Treated with high doses of broad-spectrum antibiotics, with adjustment of the dose
according to cerebrospinal fluid (CSF) culture results
Urgent tympanocentesis or tympanostomy tube insertion is indicated
Cortical mastoidectomy & tympanoplasty with mastoidectomy may be necessary once
the patient is stabilized.

2. Epidural Abscess
● from bony destruction from cholesteatoma or infection with an accumulation of
granulation tissue and purulent material adjacent to the dura.

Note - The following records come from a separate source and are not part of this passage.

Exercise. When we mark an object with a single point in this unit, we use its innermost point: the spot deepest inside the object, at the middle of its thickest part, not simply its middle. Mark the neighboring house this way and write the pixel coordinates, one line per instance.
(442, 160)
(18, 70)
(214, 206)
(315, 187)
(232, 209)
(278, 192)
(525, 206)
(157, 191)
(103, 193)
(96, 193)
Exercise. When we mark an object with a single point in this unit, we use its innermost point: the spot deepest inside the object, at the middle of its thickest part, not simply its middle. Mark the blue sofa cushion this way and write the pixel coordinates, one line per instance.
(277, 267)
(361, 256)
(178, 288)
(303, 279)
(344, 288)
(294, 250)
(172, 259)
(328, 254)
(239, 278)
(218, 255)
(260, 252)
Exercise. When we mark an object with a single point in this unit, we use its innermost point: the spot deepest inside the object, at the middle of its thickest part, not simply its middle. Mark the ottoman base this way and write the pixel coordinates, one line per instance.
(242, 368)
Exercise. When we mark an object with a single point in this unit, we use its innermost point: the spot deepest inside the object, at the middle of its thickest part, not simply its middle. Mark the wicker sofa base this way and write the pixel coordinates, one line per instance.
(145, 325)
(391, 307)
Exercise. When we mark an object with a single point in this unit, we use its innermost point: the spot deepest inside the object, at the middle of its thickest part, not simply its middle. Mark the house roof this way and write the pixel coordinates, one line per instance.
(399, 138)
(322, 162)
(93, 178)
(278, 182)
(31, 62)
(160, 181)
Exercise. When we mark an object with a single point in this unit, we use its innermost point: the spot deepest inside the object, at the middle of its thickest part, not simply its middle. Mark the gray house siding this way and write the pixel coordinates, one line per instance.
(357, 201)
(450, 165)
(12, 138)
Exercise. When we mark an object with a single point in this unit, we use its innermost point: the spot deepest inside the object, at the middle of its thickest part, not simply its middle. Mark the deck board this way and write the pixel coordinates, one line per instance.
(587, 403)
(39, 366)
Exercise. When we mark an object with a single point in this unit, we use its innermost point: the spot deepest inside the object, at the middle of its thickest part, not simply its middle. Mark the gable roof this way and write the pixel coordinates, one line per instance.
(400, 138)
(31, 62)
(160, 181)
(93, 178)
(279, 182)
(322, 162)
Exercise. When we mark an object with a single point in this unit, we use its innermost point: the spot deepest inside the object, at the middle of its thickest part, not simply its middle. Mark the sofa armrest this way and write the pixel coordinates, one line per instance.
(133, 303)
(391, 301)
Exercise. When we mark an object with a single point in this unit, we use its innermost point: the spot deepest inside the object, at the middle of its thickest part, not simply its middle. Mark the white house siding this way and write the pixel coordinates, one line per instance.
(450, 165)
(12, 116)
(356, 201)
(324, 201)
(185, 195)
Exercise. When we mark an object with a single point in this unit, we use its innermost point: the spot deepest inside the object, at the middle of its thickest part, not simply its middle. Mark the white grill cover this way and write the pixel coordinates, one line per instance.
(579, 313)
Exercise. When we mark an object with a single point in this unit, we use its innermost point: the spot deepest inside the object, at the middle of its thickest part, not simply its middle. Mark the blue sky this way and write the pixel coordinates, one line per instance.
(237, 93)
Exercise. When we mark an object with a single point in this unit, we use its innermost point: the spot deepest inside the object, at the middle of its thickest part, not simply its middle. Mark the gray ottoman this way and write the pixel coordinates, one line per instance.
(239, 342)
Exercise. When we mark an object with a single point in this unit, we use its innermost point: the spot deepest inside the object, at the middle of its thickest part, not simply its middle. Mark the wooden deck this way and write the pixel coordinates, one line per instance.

Treatment consists of broadspectrum antibiotics and possible surgical drainage

3. Subdural Empyema
● accumulation of purulent material between the dura and the arachnoid membrane

Treatment consists of broadspectrum antibiotics and possible surgical drainage

4. Brain Abscess
● develop directly from an acute or chronic middle ear infection or from the development of
an adjacent infection
● The diagnosis is based on the presence of clinical signs and symptoms and on CT and
MRI findings

Treatment includes broadspectrum antimicrobial agents and surgical treatment

5. Lateral Sinus Thrombosis

● Lateral and sigmoid sinus thrombophlebitis arises from an adjacent mastoid infection in
contact with the sinus wall through inflammation of the adventitia and is followed by
penetration of the venous wall
● thrombus is formed after the infection
● may become infected and may occlude the lumen

Treatment includes parenteral broad-spectrum antimicrobial agents

Anticoagulants are recommended by some experts, but consensus is lacking.

Surgical treatment :
tympanostomy tube insertion alone or with tympanoplasty and mastoidectomy.